In May 1961, Castro proposed exchanging the POWs for 500 large tractors; he after upped his asking to $28 1000000 in U.S. dollars. Finally, in Dec 1962, Castro and the American lawyer James B. Donovan agreed to commutation the 1,113 prisoners for $53 million in food and medicine, to be raised through private donations and corporate sponsorships. (At the time, Donovan was fresh off negotiating the complicated exchange of captured American airplane pilot Francis Gary Powers and for the Soviet spy Rudolf Abel, events that were dramatized in Steven Spielberg's acclaimed 2015 film "Bridge of Spies," which starred Tom Hanks every bit Donovan.)
On Dec 28, President Kennedy received the brigade's flag in an emotional "welcome back" ceremony at the Orange Basin in Miami, promising that it "volition be returned to this brigade in a free Havana."
5. Che Guevara thanked Kennedy and the United states of america for the Bay of Pigs invasion.

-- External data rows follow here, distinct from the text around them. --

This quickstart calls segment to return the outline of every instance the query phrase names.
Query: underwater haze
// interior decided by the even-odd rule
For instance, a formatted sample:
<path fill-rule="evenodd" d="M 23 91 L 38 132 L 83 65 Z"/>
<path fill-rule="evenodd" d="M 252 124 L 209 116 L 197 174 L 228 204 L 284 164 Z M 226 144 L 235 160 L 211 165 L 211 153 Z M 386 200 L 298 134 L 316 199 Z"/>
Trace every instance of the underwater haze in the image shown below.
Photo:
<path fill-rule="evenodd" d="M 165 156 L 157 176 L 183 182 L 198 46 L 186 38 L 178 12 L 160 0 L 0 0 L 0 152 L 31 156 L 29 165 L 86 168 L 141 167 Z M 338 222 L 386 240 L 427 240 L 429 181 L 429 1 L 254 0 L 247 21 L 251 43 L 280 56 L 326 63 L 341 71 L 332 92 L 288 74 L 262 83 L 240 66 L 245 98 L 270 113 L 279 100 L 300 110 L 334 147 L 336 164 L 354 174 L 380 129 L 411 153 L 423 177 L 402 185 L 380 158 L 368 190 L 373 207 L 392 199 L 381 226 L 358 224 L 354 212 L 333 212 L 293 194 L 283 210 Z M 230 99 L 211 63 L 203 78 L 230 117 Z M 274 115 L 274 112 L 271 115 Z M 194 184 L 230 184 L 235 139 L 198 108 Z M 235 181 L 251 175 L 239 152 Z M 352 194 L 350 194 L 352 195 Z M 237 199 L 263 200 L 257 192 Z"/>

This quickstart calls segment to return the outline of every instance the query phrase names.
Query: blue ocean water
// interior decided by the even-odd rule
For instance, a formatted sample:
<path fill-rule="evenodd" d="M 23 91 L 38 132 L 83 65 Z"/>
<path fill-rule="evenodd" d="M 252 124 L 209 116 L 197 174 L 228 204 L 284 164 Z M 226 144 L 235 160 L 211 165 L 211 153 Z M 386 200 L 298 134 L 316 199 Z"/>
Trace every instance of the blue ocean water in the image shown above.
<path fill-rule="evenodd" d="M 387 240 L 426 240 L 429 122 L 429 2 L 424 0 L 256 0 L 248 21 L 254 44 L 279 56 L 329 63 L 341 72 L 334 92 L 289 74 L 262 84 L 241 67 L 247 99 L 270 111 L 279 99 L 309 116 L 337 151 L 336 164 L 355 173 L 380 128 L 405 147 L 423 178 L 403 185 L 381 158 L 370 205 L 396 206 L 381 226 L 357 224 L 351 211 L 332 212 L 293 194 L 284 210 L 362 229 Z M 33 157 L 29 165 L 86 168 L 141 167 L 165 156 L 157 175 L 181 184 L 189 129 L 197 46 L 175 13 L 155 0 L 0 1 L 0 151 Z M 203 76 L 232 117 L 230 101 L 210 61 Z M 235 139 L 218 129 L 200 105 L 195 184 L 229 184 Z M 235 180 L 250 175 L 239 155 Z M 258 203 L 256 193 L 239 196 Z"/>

In August 1961, representatives of all American nations convened at Punta del Este in Uruguay for the Inter-American Economic and Social Council. At a cocktail party, the Cuban revolutionary leader Ernesto "Che" Guevara spoke with Richard Goodwin, then an adviser and speechwriter for President Kennedy. As Goodwin recorded in a hush-hush White House memo declassified in the 1990s, the conversation ranged from the possibility of a "modus vivendi," or interim settlement, betwixt Cuba and the United States, to the U.S. naval base of operations at Guantanamo Bay and the problems facing Castro's revolutionary government.
Well-nigh the end of the conversation, Goodwin wrote, Che "went on to say that he wanted to give thanks us very much for the invasion—that it had been a groovy political victory for them—enabled them to consolidate—and transformed them from an aggrieved trivial country to an equal."